Mecistocephalus turucanus

Scientific classification
- Kingdom: Animalia
- Phylum: Arthropoda
- Subphylum: Myriapoda
- Class: Chilopoda
- Order: Geophilomorpha
- Family: Mecistocephalidae
- Genus: Mecistocephalus
- Species: M. turucanus
- Binomial name: Mecistocephalus turucanus (Chamberlin), 1920
- Synonyms: Ectoptyx turucanus Chamberlin, 1920;

= Mecistocephalus turucanus =

- Genus: Mecistocephalus
- Species: turucanus
- Authority: (Chamberlin), 1920

Species of centipede

Mecistocephalus turucanus is a species of soil centipede in the Mecistocephalidae family. This centipede is found in Fiji. This species has 49 pairs of legs and can reach 45 mm in length.

==Discovery and distribution==
This species was first described in 1920 by American myriapodologist Ralph Vary Chamberlin. He based the original description of this species on a holotype found by the American zoologist William M. Mann at Turuca in Fiji. This holotype is deposited in the Museum of Comparative Zoology at Harvard University. This species is known only from Fiji.

== Taxonomy ==
Chamberlin originally described this species under the name Ectoptyx turucanus. In 1929, the Austrian myriapodologist Carl Attems deemed Ectoptyx to be a subgenus in the genus Mecistocephalus. In 2003, authorities deemed Ectoptyx to be a junior synonym of Mecistocephalus. Authorities now consider Mecistocephalus to be the valid name for Ectoptyx.

==Description==
This species has 49 leg pairs and can reach 45 mm in length. The surface of the body is brownish with a network of black pigment, whereas the head and forcipules are chestnut. The head is only about 1.4 times longer than wide. A small smooth spot appears in the middle of the areolate area on the clypeus. The middle piece of the labrum is about 1.5 times as long as its maximum width. The mandible features 13 lamellae, with 19 teeth on the first lamella and about 18 teeth on a middle lamella. The distal teeth on the first lamella are longer than the proximal (posterior) teeth. The anterior corners of the coxosternite of the first maxillae are prominent and extend forward.

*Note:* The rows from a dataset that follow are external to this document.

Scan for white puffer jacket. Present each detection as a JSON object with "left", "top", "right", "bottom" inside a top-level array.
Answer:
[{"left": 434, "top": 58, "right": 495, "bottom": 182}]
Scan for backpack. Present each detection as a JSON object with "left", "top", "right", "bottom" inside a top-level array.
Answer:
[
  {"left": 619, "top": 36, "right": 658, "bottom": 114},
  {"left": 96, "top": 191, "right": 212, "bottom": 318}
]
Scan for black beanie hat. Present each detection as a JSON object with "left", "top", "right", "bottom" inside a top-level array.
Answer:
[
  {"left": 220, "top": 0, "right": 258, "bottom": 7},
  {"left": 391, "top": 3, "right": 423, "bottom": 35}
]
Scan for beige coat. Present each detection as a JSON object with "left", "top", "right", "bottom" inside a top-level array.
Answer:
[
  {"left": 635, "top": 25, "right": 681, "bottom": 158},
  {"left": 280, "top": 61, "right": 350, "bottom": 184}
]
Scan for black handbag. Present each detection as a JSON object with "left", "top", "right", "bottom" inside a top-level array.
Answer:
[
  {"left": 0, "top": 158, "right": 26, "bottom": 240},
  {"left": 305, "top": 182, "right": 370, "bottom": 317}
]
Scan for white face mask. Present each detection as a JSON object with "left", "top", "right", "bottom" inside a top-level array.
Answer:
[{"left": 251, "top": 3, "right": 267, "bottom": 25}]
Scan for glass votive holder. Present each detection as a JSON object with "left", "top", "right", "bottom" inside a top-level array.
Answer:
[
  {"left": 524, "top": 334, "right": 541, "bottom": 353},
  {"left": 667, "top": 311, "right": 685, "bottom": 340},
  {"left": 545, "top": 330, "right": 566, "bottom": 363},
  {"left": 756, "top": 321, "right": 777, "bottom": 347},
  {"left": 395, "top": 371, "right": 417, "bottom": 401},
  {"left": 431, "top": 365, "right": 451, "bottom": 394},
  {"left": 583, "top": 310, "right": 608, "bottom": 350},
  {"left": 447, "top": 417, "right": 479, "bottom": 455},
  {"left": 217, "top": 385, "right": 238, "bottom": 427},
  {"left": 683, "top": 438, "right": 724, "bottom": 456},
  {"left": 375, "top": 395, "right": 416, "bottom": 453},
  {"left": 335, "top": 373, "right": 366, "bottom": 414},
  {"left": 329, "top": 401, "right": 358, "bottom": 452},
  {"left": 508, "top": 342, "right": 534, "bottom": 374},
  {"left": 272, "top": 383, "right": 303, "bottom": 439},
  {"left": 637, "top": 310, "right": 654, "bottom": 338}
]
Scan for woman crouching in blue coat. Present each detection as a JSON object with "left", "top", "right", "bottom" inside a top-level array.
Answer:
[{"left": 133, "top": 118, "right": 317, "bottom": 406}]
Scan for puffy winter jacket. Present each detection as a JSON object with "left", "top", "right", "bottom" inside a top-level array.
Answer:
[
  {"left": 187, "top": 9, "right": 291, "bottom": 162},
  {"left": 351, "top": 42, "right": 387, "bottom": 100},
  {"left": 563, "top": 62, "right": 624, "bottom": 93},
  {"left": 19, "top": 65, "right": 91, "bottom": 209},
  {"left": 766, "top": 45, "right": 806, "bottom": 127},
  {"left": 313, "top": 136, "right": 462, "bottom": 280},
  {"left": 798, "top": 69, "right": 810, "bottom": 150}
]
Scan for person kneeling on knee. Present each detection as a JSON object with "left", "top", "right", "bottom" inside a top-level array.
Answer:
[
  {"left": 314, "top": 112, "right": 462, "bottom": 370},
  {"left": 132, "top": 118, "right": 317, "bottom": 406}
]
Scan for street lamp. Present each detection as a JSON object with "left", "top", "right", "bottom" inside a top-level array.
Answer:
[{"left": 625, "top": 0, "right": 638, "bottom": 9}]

The first article of the forcipule features two teeth, a small proximal tooth and a much larger distal tooth. These teeth are shaped like cones with narrow but rounded distal ends. The second and third articles each feature one tooth, and the base of the ultimate article features a nodule or tooth. The groove on the sternites is forked with the branches forming an obtuse angle. The sternite of the last leg-bearing segment is distinctly narrower at the posterior end and features notches on the lateral margins. The basal elements of the ultimate legs feature numerous small pores.

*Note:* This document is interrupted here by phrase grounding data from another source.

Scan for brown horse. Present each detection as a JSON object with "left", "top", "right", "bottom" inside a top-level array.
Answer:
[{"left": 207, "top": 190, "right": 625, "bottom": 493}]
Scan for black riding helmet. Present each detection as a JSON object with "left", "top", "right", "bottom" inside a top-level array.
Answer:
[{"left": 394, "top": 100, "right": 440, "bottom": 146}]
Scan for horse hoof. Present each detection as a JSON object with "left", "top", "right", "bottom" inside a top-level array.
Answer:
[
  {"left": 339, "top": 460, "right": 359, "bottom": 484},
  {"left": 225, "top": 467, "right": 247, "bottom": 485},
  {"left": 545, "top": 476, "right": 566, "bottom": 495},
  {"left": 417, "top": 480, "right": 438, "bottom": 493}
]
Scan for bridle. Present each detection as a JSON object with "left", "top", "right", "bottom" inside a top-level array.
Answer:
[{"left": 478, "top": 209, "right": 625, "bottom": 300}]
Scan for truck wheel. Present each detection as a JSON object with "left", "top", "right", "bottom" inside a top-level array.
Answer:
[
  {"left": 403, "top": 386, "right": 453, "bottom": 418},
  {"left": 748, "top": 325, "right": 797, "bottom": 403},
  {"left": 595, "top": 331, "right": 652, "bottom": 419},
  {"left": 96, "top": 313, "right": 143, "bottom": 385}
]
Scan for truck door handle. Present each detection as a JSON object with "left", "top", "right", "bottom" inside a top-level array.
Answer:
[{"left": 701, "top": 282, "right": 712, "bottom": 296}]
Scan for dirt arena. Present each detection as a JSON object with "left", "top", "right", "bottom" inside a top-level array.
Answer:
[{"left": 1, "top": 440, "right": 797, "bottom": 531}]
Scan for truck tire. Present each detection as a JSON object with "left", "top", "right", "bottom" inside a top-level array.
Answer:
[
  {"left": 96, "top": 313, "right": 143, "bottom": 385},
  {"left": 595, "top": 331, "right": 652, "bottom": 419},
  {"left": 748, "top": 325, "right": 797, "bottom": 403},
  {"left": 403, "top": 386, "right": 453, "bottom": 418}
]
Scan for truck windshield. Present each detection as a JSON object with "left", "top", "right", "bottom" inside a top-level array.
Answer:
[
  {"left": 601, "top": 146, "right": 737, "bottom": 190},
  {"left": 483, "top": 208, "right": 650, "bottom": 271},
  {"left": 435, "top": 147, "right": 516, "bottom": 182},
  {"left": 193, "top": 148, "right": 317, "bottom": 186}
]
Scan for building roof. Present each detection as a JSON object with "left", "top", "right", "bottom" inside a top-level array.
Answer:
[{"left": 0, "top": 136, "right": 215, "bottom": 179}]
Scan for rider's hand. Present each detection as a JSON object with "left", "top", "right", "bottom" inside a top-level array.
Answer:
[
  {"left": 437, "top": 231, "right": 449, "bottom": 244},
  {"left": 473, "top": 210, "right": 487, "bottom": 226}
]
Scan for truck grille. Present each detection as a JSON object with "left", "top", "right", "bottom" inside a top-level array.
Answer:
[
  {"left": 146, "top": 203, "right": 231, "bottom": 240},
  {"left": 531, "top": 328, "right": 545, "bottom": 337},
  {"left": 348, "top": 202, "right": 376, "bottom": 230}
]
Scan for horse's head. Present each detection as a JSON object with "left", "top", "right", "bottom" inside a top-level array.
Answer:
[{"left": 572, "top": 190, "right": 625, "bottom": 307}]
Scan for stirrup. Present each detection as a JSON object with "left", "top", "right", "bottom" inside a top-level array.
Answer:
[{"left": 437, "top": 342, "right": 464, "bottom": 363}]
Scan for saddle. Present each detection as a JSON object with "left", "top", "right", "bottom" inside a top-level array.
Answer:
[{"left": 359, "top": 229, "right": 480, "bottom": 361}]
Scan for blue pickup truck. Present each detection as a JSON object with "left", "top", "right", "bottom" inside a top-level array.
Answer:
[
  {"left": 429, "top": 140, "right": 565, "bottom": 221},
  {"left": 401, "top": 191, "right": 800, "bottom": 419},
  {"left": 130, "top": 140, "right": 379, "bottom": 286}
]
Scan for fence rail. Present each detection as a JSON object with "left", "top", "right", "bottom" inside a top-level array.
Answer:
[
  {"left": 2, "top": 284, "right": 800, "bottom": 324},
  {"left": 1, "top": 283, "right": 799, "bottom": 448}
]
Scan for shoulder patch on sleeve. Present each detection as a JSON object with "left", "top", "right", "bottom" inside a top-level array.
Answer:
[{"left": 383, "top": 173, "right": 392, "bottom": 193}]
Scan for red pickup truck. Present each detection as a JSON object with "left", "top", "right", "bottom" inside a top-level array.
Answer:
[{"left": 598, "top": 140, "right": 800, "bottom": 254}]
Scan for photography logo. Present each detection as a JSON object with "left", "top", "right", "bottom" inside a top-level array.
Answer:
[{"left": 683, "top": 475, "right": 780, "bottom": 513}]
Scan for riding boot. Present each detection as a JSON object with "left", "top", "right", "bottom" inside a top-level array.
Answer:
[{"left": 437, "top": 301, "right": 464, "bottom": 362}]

This species exhibits many traits that characterize the genus Mecistocephalus. For example, as in other species in this genus, the head is evidently longer than wide, and the sternites of the trunk segments feature a groove. Furthermore, like most species in this genus, this species features 49 leg-bearing segments. Moreover, as in many species in this genus, the first article of the forcipule in this species features not only a distal tooth but also a more proximal tooth.

This species shares a more extensive set of traits with two other species in this genus, M. kabasanus and M. labasanus, which are also both found in Fiji. For example, in each of these three species, the inner corner of the posterior margin of each of the side pieces of the labrum forms an acute angle and extends far beyond the lateral part of this margin. Furthermore, in each of these species, the lamellae of the mandible feature teeth all the way down to the base. Authorities placed all three species in the taxon Ectoptyx, first proposed as a genus, then later deemed a subgenus, based on these features of the labrum and the mandibles. Moreover, in each of these species, the areolate part of the clypeus features a small smooth spot in the middle, the groove on the sternites is forked with the branches forming an obtuse angle, and the basal elements of the ultimate legs feature numerous small pores. The features of M. turucanus are similar enough to those of M. labasanus for Attems to suggest that M. turucanus may be a subspecies of M. labasanus.

The species M. turucanus can be distinguished from M. kabasanus and M. labasanus, however, based on other traits. For example, the mandible features fewer teeth in M. turucanus than in either M. labasanus (with 14 lamellae, 18 to 20 teeth on the first lamella, and about 37 teeth on a middle lamella) or M. kabasanus (with 19 lamellae, 23 teeth on the first lamella, and about 55 teeth on a middle lamella). Furthermore, the head is more stout in M. turucanus than in either M. kabasanus or M. labasanus, which each feature heads with a length/width ratio of about 1.6. Moreover, the middle piece of the labrum is more stout in M. turucanus than in M. labasanus (with a middle piece nearly twice as long as wide), and the posterior end of the sternite of the last leg-bearing segment is narrower in M. turucanus than in M. kabasanus.